El Toro and Pancho Villa are under the same ownership, but I like El Toro (17th and Valencia) better. In fact, it’s my favorite taqueria in the mission (though prices have gone up a bit lately). Both have excellent salsas, a free salsa bar, and interesting specialties like beef with cactus, grilled vegetables, and several kinds of shrimp (grilled to order and available on tacos, burritos, or plates). Pancho Villa (16th between Mission and Valencia) is the premiere taqueria in the Mission in my mind at least, because it’s the largest (or was until recently), serves the most people per hour (undoubtedly), and manages to have excellent food nonetheless. It’s open til midnight.

There are two San Jose Taquerias across the street from each other (between 24th and 25th on Mission). I don’t really understand the point of this, but they are a bit different. The “good” one (in my opinion) is the one on the west side of the street. It has better atmosphere, and is airier and more open. They have the best (spiciest) pollo assado, and very good al pastor. For a vegetarian burrito, you'll do better across the street at Farolito.

El Castillito (17th and Mission) has excellent pollo assado and al pastor as well, but it’s a bit sketchy: the stretch of Mission between 16th and 18th is probably the worst part of the neighborhood. Not for the faint of heart, even nowadays.

Honorable Mention:
Papalote Mexican Grill (23rd at Valencia). It’s trying to be trendier and a bit fancier than other places, but it is quite good. It offers a little more service than other places (order at the counter, but then they bring you your food), is a slight bit more expensive, but is still worth a try (if not a special trip). They have a sign offering their special salsa recipe for $100,000, and while it’s not THAT good, it is really very good. If anyone can figure out what’s in it let me know.

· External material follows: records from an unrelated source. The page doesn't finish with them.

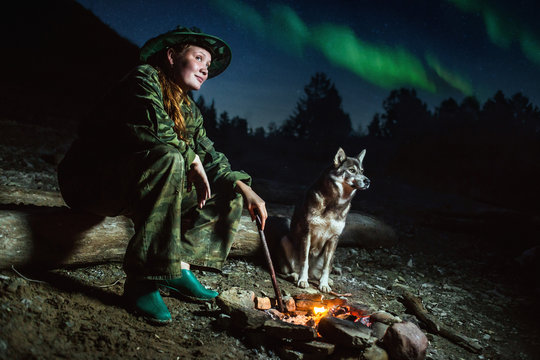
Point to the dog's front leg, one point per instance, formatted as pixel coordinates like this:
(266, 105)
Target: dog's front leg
(329, 249)
(304, 261)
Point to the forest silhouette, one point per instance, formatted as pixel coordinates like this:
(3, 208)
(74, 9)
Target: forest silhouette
(486, 151)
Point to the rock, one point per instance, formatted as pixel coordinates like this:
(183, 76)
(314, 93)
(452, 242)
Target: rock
(379, 329)
(307, 305)
(275, 314)
(281, 329)
(317, 347)
(235, 298)
(384, 317)
(289, 304)
(405, 341)
(262, 303)
(239, 304)
(344, 332)
(15, 285)
(289, 354)
(375, 353)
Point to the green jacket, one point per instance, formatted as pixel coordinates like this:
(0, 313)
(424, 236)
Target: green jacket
(132, 118)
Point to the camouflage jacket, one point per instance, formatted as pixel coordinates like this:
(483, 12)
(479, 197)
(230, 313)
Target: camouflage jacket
(132, 118)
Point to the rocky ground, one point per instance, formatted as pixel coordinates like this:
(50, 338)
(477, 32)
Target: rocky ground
(77, 313)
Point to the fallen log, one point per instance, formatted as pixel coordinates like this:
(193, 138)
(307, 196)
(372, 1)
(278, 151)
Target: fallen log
(37, 228)
(414, 305)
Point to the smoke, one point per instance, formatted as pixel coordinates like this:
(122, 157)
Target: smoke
(382, 65)
(502, 29)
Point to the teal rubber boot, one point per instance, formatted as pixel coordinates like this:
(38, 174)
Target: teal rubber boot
(188, 286)
(143, 298)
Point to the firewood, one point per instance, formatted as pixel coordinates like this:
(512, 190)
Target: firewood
(414, 305)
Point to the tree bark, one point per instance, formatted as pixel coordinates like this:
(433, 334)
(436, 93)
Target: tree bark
(37, 228)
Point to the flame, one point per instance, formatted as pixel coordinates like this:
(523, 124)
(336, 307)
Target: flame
(319, 310)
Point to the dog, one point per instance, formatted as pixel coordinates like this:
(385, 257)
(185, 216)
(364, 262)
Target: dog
(318, 221)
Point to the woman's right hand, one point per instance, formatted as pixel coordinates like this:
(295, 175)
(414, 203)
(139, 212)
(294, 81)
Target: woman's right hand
(197, 176)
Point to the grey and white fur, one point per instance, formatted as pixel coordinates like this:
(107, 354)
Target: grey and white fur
(318, 221)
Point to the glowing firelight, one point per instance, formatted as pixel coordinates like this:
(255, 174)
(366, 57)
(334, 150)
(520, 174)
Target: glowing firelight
(319, 310)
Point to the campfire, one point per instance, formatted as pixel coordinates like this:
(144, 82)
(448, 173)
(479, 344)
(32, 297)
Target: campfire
(311, 323)
(308, 310)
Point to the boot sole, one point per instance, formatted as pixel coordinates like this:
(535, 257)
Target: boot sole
(170, 291)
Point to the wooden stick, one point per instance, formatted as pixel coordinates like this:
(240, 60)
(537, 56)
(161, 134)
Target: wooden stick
(415, 306)
(270, 265)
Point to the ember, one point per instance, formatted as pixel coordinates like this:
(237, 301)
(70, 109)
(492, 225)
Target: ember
(310, 309)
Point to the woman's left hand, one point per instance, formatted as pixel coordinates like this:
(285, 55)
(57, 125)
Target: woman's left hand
(253, 202)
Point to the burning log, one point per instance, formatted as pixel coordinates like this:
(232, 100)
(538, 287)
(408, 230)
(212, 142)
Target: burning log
(415, 306)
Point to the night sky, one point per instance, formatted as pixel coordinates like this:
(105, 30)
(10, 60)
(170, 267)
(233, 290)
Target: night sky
(442, 48)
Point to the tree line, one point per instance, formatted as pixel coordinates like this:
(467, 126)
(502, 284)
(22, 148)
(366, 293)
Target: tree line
(489, 150)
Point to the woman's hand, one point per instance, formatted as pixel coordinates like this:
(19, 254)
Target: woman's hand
(253, 202)
(197, 176)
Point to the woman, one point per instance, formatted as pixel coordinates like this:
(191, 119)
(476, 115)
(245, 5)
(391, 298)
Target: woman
(140, 152)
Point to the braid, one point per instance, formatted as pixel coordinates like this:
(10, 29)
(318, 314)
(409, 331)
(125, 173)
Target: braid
(173, 97)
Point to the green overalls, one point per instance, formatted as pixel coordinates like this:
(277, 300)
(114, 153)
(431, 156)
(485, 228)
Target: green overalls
(129, 161)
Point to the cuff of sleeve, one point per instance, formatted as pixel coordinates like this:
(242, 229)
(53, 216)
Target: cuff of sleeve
(189, 156)
(234, 176)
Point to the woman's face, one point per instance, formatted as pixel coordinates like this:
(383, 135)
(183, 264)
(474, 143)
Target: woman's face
(190, 67)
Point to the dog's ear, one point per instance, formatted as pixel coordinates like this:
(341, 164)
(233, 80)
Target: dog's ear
(360, 156)
(339, 158)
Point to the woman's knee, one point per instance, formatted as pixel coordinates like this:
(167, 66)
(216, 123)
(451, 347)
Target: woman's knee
(166, 158)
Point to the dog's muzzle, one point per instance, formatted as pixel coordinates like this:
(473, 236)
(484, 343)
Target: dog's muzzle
(363, 184)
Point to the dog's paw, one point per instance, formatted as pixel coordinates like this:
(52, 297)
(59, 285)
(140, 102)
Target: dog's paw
(324, 288)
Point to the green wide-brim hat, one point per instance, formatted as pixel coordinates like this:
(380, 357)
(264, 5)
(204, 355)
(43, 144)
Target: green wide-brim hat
(221, 52)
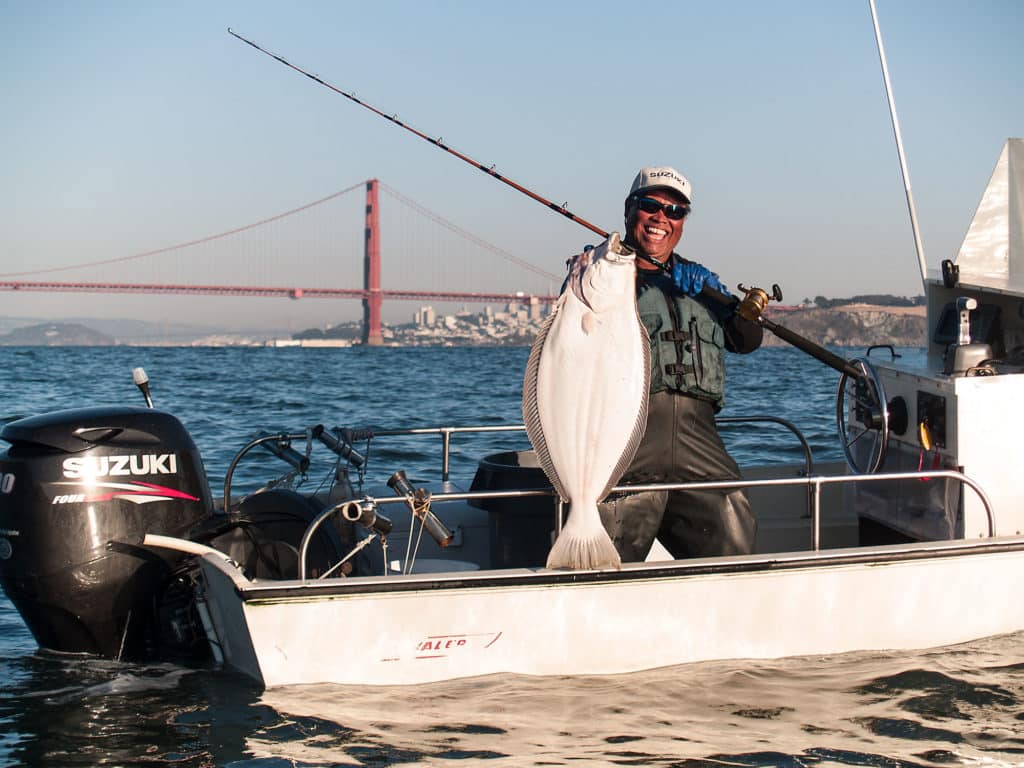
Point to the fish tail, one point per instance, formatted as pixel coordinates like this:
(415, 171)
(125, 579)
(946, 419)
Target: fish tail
(584, 548)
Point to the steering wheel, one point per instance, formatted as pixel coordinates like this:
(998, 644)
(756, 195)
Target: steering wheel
(868, 420)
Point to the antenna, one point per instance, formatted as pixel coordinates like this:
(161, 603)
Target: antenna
(899, 147)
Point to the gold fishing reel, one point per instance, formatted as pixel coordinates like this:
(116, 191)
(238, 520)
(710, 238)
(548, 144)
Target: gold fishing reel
(755, 301)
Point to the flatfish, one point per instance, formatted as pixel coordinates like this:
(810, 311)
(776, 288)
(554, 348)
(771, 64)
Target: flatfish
(585, 396)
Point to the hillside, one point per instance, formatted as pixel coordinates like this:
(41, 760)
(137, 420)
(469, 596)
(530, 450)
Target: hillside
(853, 325)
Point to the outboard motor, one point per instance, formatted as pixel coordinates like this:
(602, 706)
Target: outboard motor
(79, 488)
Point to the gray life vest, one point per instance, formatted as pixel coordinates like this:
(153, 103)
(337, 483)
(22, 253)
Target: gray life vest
(687, 342)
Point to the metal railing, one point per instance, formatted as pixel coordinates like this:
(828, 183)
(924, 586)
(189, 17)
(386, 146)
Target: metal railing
(813, 483)
(446, 432)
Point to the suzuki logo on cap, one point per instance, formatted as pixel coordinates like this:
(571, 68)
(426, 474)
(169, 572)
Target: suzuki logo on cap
(670, 174)
(121, 466)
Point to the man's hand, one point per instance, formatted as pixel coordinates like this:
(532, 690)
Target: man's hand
(690, 278)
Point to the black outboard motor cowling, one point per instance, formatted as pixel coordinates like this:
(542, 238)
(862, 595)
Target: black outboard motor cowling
(79, 489)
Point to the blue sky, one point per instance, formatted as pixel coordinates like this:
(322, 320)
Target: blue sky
(130, 126)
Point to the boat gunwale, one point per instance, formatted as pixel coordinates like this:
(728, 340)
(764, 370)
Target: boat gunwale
(255, 592)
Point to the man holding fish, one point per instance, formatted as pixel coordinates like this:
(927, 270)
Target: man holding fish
(688, 337)
(623, 385)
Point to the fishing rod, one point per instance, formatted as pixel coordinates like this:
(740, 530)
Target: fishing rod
(751, 307)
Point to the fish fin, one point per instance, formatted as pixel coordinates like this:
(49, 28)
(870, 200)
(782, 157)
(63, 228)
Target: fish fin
(640, 426)
(589, 549)
(530, 412)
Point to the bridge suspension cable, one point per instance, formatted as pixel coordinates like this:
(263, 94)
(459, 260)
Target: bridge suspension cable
(187, 244)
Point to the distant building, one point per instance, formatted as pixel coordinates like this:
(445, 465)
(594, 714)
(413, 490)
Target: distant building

La Corneta Taqueria (Mission near 23rd) is the new kid on the block. It’s about as big as Pancho Villa, but newer and a bit fancier. Very clean, good quality, friendly help, but not quite up to the level of my favorites. A pleasant place to relax and talk, though, if you want to get away from the hustle and bustle of the busiest places.

Unfavorites:

Can-Cun is always winning awards for their vegetarian burritos, but I don't like the place much (the main place, that is, on Mission and 18th. I haven't tried the others). I find they're usually too salty for my taste, nothing else to really recommend them, except that they heat the burritos on a grill (which some people love – Farolito also does this). Also, the place is a hangout for gang members, who sometimes have loud aggressive arguments while the staff either ignore what's going on, or actively cower.

La Cumbre (Valencia at 16th) also continues to get awards for some reason, but I don’t know any local Missionites who actually go there. There seems to be nothing particularly special or good about it, making its continued award-winning seem odd.

Altena (Valencia at 22nd) is OK in general, I suppose, but I can’t get over the fact that they will use cheese syrup on your nachos if you don’t specify that you want actual real queso blanco. That ruins it for me right there!

Mariachi's (Valencia at 16th) tries to be fancy, has mango salsa, etc. and does as good a job as they can manage, but since they get so much less traffic than other taquerias in the neighborhood the ingredients just aren’t as fresh as they could be. And I hate that caricature cutout of a mariachi singer they keep in front of the place!

La Taqueria (Mission at 24th) is also often cited as a great place, but I just don’t see it. I’ll defer to the Burrito Tour’s reviews on this one.